- The Washington Times - Wednesday, August 17, 2005

Politics, as every schoolboy was once supposed to know, is the art of compromise. That’s why that famous strange bed is often so crowded. Voting can be a matter of deciding who’s worse, and may the lesser man win.

Almost out of the blue, or at least almost out of the office of Karl Rove, a tough, good-looking district attorney named Jeanine Pirro, who lives only 14 miles from Hillary Clinton’s palatial colonial mansion in Chappaqua, decides to contend with Edward Cox, a Wall Street lawyer who is the son-in-law of the late Richard Nixon, for the right to challenge the junior senator from New York for her seat in the U.S. Senate.

Her entry into the Republican primary with Mr. Cox converted what looked like a shoe-in for Mrs. Clinton into a prospective fight against a challenger in stiletto heels with genuine star power. People magazine once put Jeanine Pirro on its list of the “50 most beautiful people.” She has been a success on the side of the angels, sending child molesters to the cages where they belong. Feminists and pro-family groups love her for her work with abused women, her defense of rape victims and her imaginative programs for sweeping the Internet to catch pedophiles.

She poses a Hobson’s choice for some conservative Republicans. On most of the high-profile social issues she doesn’t differ much from the woman she wants to challenge. Both oppose gay marriage but support civil unions. Both support the death penalty; neither wants to eliminate the ban on assault weapons. Hillary Clinton voted for going to war against Iraq. Jeanine Pirro supports the war on terror. Both are adamantly pro-choice.
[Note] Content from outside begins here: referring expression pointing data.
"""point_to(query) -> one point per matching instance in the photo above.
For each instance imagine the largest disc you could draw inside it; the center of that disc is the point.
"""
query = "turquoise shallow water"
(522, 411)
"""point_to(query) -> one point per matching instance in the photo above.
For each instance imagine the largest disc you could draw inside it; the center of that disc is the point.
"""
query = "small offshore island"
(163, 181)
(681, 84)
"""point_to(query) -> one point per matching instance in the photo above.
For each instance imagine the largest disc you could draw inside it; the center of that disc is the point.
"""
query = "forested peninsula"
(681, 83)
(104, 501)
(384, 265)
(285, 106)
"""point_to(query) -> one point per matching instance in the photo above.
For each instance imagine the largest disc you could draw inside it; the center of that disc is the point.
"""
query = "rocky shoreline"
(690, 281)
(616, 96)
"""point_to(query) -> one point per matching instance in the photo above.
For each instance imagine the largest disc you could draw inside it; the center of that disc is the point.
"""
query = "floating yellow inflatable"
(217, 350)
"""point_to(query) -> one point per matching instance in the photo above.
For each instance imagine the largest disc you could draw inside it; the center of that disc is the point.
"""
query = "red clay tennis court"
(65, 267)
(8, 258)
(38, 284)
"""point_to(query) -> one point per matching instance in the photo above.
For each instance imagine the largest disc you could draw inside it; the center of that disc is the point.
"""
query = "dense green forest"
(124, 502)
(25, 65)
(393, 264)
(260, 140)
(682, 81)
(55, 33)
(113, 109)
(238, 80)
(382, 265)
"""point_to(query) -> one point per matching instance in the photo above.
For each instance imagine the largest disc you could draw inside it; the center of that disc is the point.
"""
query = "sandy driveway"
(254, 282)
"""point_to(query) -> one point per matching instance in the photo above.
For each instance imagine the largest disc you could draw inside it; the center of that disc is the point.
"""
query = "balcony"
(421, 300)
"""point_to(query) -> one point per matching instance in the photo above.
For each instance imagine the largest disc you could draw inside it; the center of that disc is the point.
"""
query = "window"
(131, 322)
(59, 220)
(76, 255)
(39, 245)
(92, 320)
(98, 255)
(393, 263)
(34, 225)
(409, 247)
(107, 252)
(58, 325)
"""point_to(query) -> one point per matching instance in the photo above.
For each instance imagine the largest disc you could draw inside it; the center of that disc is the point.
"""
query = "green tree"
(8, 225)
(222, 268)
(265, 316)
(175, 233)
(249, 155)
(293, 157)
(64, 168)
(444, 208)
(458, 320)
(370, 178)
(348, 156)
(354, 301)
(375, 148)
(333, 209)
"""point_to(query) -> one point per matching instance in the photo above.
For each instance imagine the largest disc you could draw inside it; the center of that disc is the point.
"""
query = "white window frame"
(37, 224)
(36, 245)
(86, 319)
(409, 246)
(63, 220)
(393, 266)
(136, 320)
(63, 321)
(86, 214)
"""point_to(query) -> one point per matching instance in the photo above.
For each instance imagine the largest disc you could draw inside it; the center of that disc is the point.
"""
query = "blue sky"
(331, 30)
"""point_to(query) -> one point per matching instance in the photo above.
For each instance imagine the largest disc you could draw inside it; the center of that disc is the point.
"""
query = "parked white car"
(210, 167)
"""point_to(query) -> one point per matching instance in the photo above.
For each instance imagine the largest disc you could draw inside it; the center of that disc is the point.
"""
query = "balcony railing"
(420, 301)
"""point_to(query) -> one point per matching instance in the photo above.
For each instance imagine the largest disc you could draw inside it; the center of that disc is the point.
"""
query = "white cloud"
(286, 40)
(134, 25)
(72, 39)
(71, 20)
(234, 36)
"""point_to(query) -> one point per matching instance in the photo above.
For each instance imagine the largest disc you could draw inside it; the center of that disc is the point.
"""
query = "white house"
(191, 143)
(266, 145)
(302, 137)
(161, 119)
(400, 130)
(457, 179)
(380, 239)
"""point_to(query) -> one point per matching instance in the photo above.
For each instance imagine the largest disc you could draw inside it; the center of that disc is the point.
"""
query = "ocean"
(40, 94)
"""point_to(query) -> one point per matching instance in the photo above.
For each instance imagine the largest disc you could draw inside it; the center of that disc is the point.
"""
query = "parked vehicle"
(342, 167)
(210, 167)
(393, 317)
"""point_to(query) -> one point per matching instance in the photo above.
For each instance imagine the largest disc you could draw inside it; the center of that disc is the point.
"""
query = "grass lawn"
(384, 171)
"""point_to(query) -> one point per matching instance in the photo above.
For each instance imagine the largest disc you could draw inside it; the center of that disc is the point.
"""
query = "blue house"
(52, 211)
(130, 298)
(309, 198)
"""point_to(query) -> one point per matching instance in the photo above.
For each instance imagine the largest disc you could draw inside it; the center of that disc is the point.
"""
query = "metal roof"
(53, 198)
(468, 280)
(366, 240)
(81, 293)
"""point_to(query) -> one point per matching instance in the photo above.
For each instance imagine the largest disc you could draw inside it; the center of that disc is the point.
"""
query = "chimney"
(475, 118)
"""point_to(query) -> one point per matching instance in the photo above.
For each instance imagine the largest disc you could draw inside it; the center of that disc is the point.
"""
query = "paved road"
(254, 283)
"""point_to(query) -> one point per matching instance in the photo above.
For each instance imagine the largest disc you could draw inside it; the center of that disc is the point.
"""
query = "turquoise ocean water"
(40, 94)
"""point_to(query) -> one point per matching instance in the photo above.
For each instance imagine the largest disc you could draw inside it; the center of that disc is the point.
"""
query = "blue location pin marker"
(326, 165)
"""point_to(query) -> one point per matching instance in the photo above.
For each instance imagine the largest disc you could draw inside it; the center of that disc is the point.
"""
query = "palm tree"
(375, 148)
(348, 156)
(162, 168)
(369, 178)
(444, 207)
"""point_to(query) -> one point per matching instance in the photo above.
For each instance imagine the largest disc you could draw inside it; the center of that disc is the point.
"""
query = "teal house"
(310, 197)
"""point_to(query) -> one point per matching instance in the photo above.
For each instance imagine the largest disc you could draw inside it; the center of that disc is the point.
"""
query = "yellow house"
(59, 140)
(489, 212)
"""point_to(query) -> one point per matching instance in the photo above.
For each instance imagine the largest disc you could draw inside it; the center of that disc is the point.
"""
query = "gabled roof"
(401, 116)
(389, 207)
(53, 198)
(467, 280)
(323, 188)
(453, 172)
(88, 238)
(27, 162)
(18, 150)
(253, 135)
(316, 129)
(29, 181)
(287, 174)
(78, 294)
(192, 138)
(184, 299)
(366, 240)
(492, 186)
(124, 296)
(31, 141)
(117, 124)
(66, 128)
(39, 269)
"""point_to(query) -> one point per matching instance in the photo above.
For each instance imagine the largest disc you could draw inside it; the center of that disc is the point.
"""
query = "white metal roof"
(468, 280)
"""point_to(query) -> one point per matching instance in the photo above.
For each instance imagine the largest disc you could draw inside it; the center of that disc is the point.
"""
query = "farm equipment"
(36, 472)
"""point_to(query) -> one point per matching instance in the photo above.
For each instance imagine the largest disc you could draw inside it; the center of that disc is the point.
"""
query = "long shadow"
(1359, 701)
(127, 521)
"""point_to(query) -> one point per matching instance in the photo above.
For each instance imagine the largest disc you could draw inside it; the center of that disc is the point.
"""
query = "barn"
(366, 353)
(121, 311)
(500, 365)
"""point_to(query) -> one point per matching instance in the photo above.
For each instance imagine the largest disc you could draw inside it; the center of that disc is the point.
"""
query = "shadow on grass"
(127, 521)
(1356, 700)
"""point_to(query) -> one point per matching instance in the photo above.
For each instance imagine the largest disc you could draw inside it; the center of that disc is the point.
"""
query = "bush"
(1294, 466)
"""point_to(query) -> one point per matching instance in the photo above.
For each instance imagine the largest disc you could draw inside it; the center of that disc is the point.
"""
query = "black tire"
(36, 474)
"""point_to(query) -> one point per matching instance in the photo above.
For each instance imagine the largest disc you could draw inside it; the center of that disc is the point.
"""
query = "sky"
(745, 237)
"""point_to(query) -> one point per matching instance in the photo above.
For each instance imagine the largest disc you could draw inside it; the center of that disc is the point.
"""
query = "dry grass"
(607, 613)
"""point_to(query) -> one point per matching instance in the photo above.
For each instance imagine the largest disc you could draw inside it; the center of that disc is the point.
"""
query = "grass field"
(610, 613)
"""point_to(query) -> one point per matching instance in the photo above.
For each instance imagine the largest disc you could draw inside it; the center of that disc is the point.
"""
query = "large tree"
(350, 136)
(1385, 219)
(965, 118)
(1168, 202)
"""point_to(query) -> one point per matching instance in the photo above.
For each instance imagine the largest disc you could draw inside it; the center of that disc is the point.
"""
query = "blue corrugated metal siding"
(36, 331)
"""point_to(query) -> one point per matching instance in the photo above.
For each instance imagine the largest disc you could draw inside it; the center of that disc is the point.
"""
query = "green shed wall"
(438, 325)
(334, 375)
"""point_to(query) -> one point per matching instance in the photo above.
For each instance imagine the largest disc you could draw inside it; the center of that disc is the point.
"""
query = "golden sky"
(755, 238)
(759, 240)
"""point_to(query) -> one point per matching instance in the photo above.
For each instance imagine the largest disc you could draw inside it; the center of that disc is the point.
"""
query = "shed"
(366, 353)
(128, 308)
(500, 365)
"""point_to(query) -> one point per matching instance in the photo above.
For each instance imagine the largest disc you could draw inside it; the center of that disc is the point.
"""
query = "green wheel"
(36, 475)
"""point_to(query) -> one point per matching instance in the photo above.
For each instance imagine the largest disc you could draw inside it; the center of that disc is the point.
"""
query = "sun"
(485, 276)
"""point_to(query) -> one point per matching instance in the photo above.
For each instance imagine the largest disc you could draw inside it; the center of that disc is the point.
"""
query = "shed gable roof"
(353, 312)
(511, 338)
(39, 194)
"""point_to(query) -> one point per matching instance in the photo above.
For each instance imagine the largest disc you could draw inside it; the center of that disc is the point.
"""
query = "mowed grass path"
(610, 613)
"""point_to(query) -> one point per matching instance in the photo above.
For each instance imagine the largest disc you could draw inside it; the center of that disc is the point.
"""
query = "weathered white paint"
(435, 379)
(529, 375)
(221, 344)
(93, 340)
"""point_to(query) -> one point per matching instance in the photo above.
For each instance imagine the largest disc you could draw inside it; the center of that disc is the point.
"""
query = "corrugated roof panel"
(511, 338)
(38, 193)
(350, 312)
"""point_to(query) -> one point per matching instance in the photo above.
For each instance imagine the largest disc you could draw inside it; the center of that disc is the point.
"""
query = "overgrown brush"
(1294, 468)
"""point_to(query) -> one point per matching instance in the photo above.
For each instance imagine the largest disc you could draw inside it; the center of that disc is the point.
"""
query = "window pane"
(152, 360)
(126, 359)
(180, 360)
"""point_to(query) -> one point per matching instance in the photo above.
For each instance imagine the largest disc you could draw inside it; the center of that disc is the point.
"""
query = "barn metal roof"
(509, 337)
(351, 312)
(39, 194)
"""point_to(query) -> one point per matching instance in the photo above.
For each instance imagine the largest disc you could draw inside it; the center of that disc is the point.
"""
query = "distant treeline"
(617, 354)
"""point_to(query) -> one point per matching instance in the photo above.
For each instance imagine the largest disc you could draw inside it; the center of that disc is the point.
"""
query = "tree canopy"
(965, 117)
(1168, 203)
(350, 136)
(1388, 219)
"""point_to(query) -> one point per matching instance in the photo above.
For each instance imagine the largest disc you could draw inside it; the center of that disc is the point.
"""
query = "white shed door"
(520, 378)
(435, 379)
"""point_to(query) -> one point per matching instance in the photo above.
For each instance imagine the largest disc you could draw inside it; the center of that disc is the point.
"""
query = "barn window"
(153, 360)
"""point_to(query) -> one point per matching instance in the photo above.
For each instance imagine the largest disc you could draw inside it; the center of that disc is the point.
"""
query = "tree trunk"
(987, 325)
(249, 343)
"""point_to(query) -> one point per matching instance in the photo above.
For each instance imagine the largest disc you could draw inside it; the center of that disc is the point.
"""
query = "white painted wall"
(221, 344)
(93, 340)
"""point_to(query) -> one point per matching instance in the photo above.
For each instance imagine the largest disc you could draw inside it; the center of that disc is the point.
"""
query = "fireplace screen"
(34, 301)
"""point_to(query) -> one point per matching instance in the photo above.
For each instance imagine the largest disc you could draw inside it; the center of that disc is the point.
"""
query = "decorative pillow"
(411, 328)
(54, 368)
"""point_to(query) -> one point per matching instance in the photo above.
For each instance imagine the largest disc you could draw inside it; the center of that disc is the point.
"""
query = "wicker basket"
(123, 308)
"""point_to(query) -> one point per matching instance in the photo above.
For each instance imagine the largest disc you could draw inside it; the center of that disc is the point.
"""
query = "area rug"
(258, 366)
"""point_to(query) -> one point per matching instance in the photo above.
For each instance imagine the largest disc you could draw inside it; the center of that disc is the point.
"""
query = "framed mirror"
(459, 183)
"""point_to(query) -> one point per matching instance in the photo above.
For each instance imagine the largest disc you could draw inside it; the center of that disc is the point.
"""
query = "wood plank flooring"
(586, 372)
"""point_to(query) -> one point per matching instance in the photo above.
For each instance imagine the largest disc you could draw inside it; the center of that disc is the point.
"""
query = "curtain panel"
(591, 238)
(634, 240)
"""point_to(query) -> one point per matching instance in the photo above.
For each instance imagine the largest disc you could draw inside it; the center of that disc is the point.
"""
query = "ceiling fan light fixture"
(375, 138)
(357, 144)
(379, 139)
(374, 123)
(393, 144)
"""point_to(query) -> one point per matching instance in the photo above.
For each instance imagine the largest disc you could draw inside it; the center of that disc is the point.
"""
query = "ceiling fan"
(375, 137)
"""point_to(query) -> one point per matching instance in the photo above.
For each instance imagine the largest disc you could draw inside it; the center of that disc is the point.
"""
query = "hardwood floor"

The real titillation is the baggage they bring along with their husbands. Bill Clinton was impeached for lying under oath, and is most colorfully remembered for his particularly sordid Oval Office affair with an intern half his age. But that was a long time ago, and his wife’s friends regard his politics as a plus that more than balances the minus of his morals.

Albert Pirro supports a child born outside of his marriage, and for 11 months he was the guest of the U.S. government for evading federal income taxes. His associates are less than savory. (So, too, some of his wife’s; she has been accused of taking money that smells like mafia.) She was elected to her third term as district attorney in spite of all that. Nevertheless, like the former first lady, she stood by her man, if with considerably less fervor.

The tabloids would relish turning a wonkish and dull re-election campaign into something vastly entertaining. “You know the papers are going to love this, two harridans mixing it up,” Fred Siegel, a history professor at Cooper Union in New York, tells the New York Observer. “This could be the equivalent of mud wrestling for fraternity boys.” This would be the bout of the million-dollar babies. Hillary haters across the country would write checks for Jeanine Pirro just to make life miserable for Hillary, and Republicans everywhere would see the race as an opportunity to rough up the prospective Democratic presidential nominee for ‘08. Democratic money earmarked for other contentious races would have to be diverted to New York.

But a tough race could be an asset for Hillary Clinton. She’s had more reincarnations than Shirley MacLaine and she’s still standing, proof that it takes more than a village to subdue the Clintons. The No. 1 Pirro issue would be her promise, easily taken at full value, that she would be a full-time senator and would serve a full term. She will need a lot more than that. The New York Post, which for years gleefully stereotyped Hillary as a callous carpetbagger, has all but embraced her now, making great fun of Ms. Pirro’s debut as a Senate candidate when she lost a page of her speech. The Post relishes the soap-opera details of her husband’s 22-year old “love child.” Since 1974 no Republican candidate has won a statewide race without the support of New York’s Conservative Party. If Jeanine Pirro is the nominee, conservatives will have to decide whether they want a senator who’s somewhat more liberal than they are or an incumbent who’s a lot more liberal than they are.

A dark horse Ms. Pirro certainly is, but so was Giacomo, the 50-1 longshot who won the Kentucky Derby earlier this year. Handicapping politicians is a little like handicapping horses, and surprises can happen in the homestretch. But first the horses have to get out of the gate.